Hey, you, on your Crackberry! You know those fun gadgets that we all love sooooo much? Not only that PDA in your sweaty palm, but also mobile phones, iPods, laptops, GPS's, and their buzzy, addictive ilk? Well, they're not so good for the planet. They create tons of ewaste and eat up electricity, adding carbon dioxide and other global warming gases to the atmosphere. But I'll share a secret; even though I'm a treehugging Eco Chick, I'm no Luddite. I'll admit to indulging my attraction to the next cool thing even though I know my digital camera, Macbook, iPod, and mobile phone are environmentally unfriendly. But I've found some work-arounds to share with you, so we can have our bleeping toys and text on them too.
Check out four easy ways to green your electronics below. While you're busy with that, I'll be checking out the Greener Gadgets Conference in New York City this Friday, where electronics guys from Nokia and HP will be sharing how their companies are working to reduce their companies' impact on a macro level, and designers and other creatives will be showing us what the next generation of toys will look and act like. I'll report back on the green gossip from the conference, but until then, try these tips:
Recycle the old! Most gadgets contain heavy metals that eventually leach into groundwater when landfilled or contribute to air pollution if they're incinerated. Mercury and cadmium are just two of the many toxic substances that are used in electronics. There are no safe levels of exposure to these bad boys for humans or animals. And due to our negligence in the past, there's already serious doses of them floating around in our air and water -- and they bioaccumulate. This means that these metals (and other toxins) are already present in all of our bodies. They get stored over time in our tissues, and are almost impossible to get out. Heavy metals are especially toxic for women of childbearing age (since high enough doses can harm growing fetuses) and children, since they have smaller bodies that are less able to handle toxins. Other chemicals and compounds that are commonly found in electronics that have been linked to cancer and reproductive problems include bromine, arsenic and PVC.
The good news is that its easier than ever to recycle and keep this stuff out of our environment; Staples now takes almost all electronics back through their Eco-Easy campaign.

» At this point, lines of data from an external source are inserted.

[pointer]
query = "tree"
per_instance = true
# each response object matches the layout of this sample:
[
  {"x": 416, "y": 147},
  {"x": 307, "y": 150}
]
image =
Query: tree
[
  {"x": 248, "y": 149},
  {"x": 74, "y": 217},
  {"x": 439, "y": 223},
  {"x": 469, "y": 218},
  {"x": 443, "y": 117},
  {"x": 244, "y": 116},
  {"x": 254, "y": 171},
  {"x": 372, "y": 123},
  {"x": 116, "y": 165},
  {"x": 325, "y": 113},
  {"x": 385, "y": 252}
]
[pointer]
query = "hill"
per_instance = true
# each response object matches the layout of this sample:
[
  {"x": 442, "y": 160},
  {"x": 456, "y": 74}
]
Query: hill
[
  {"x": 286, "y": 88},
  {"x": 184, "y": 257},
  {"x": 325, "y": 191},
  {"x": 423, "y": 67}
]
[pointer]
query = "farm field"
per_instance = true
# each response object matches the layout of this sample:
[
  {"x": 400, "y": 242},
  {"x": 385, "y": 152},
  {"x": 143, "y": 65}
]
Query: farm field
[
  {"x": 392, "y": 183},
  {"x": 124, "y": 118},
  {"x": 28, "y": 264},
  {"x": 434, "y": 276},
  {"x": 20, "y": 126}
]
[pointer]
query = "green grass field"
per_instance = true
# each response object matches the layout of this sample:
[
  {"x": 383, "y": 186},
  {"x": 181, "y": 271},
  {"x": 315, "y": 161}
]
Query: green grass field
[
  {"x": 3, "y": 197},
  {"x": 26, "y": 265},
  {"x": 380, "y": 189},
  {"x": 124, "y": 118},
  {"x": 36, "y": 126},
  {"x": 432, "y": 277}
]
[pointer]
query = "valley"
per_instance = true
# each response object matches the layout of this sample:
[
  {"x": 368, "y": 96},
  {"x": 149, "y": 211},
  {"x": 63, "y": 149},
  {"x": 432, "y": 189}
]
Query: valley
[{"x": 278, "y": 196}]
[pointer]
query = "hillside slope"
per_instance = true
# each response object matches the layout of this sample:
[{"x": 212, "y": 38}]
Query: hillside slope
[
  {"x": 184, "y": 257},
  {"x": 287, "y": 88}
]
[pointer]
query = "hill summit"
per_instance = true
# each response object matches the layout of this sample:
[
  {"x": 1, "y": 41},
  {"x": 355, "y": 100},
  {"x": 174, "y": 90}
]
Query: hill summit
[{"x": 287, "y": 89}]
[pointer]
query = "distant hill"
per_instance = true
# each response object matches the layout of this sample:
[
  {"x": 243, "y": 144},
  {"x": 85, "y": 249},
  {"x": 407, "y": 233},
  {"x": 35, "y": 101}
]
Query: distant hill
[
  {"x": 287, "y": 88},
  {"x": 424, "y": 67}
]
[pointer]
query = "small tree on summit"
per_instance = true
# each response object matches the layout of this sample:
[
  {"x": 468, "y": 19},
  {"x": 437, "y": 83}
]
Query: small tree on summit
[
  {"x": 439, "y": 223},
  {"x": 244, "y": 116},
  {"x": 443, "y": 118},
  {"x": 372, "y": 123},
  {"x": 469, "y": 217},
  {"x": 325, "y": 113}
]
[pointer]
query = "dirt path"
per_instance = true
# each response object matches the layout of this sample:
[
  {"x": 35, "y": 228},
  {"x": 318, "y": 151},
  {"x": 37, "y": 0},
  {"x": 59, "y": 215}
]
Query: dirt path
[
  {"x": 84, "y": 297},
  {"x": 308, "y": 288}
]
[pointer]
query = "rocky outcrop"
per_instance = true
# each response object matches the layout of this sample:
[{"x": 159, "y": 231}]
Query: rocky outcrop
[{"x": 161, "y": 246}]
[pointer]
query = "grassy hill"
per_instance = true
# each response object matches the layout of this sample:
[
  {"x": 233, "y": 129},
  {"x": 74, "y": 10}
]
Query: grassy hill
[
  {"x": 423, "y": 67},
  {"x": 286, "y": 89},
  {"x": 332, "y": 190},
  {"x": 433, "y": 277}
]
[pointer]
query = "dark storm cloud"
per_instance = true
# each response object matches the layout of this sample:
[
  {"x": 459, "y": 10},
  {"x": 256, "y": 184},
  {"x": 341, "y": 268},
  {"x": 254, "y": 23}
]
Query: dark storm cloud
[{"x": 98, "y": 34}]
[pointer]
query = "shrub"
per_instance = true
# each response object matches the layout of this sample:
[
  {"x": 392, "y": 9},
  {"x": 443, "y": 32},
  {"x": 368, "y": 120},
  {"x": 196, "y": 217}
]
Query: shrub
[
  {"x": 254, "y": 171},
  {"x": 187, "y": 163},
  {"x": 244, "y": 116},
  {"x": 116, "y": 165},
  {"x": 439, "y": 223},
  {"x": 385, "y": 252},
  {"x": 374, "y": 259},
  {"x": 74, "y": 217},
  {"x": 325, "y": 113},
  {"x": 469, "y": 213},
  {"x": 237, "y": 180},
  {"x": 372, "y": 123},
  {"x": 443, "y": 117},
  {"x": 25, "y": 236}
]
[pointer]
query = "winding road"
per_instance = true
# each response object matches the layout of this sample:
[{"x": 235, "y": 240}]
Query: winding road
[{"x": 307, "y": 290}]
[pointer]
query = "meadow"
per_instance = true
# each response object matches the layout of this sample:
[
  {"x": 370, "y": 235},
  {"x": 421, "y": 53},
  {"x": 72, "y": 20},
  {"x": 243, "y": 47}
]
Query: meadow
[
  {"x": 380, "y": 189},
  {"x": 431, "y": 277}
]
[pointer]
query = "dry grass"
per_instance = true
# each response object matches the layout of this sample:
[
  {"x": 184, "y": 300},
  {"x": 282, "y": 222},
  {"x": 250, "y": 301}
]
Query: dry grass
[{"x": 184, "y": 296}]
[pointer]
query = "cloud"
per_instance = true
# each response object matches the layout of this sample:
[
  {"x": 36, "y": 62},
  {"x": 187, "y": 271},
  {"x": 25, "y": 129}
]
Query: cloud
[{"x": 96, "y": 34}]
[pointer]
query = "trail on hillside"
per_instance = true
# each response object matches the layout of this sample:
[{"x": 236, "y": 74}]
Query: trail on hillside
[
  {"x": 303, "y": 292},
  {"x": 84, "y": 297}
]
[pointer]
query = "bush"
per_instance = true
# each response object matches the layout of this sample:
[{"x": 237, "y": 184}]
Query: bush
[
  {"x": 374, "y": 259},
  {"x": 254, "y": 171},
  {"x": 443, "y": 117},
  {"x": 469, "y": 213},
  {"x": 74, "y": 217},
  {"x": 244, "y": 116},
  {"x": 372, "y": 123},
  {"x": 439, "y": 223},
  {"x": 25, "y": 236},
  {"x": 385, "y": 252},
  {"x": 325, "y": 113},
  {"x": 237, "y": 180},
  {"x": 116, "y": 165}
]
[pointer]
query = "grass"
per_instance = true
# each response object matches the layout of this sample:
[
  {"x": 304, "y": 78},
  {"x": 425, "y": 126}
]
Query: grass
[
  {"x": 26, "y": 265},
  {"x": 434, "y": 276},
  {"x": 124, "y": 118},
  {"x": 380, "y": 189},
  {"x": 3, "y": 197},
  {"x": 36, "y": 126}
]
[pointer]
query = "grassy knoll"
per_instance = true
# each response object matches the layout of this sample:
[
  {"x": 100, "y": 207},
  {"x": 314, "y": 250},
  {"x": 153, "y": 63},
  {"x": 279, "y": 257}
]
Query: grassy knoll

You can take mice, keyboards, rechargable batteries, MP3 players, phones and more to any Staples, regardless of whether you bought it there, for easy, free recycling (large items like faxes and monitors cost $10 to recycle).
Turn It Off! If you're going to be away from your desktop or laptop for more than a couple hours, shut it down. New computers are designed to be turned on and off more often, and you'll save money and energy when you do. If you leave your computer on all day and night, watching those screensavers go by ends up using 1500 pounds of CO2 over a year AND shortens the life of your unit. You can also save energy by setting your computer to 'sleep' or 'hibernate' when you haven't used it for a few minutes. (Under System Preferences, choose Energy Saver on a Mac. On a PC look in the Control Panel and then under Power Options). If you have the choice, use a laptop instead of a desktop; they use 90% less power.
You can also fight global warming when your computer is on, but unused or minimally used, by using its computing power to run climate models for scientists. Check out The Nature Conservancy's coverage of harnessing the power of distributed computer networks.
Charge Up With Green Power! Try a solar- or wind-powered charger for your portable devices. The Hymini stores wind (clip it to your bike while you ride to work!) or solar energy to charge up everything from cameras to cellies. There's also the Solio, a solar-powered charger which has gotten mixed reviews, but remember, these are just the first generation of these devices, with improved versions coming soon.
Demand Green Gadgets! Apple just released the very eco-friendly Macbook Air after years of pressure (it's that gorgeous, skinny laptop that is so slim it fits inside a manila envelope) from Greenpeace and green bloggers like myself. The Air contains no mercury, bromine, arsenic or PVC, and it's built in a recyclable aluminum case. Apple is even using less packaging, but the company still has a way to go before it is a truly green company. Check out Greenpeace's Guide to Greener Electronics for regularly updated details on how Sony, Dell, Toshiba and others stack up, and how you can use your consumer power to push for eco-friendly electronics.